Memorial Day – A Story and Some Thoughts

I received this today.  I don’t know if its true but I’d like to believe that it is . . . either way, may G-D bless our soldiers, veterans, those whose fought and those who’ve died serving our country and protecting our way of life.  It is the ultimate sacrifice.  My grandfather’s, Leo Rochkind and Norbert Reinstein both served this country in service.  My wife’s uncle, Lee Bove, did as well.  All three (3) have passed.  They are not alone . . . other young men and women have died having served our country.  May G-d bless them and their families.  In Judaism, we say the “mourner’s kadish” or “prayer for the deceased”.    I am saying it now as I read this story . . .

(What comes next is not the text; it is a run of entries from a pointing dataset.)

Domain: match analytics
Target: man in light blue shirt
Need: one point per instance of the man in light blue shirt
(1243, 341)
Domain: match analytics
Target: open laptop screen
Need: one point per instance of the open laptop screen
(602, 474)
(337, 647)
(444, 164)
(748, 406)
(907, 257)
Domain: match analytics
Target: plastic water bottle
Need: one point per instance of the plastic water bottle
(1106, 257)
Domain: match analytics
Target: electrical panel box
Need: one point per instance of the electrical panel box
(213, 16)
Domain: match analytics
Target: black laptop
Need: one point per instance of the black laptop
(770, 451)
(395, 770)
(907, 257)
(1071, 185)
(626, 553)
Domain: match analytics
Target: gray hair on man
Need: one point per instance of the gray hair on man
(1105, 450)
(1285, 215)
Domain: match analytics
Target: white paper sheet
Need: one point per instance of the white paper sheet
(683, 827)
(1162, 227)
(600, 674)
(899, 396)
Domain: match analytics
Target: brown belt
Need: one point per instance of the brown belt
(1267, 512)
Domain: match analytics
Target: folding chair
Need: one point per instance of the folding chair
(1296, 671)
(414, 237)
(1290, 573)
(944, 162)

MAY GOD BLESS THIS AIRLINE  CAPTAIN:

He  writes: My lead flight attendant came to me and said, “We  have an
H.R. on this flight.” (H.R. stands for human remains.) “Are they
military?” I  asked.

‘Yes’,  she said.

‘Is there an escort?’ I asked.

‘Yes, I already assigned him a seat’.

‘Would you please tell him to come to the flight deck. You can board him
early,” I said..

A short while later, a young army sergeant entered the flight deck.  He
was the image of the  perfectly  dressed soldier.  He introduced himself
and I asked him about his soldier. The escorts of  these fallen soldiers
talk about them as if they are still alive and still with us.

‘My soldier is on his way back to  Virginia ,’  he said.  He proceeded to
answer my questions,  but offered no words.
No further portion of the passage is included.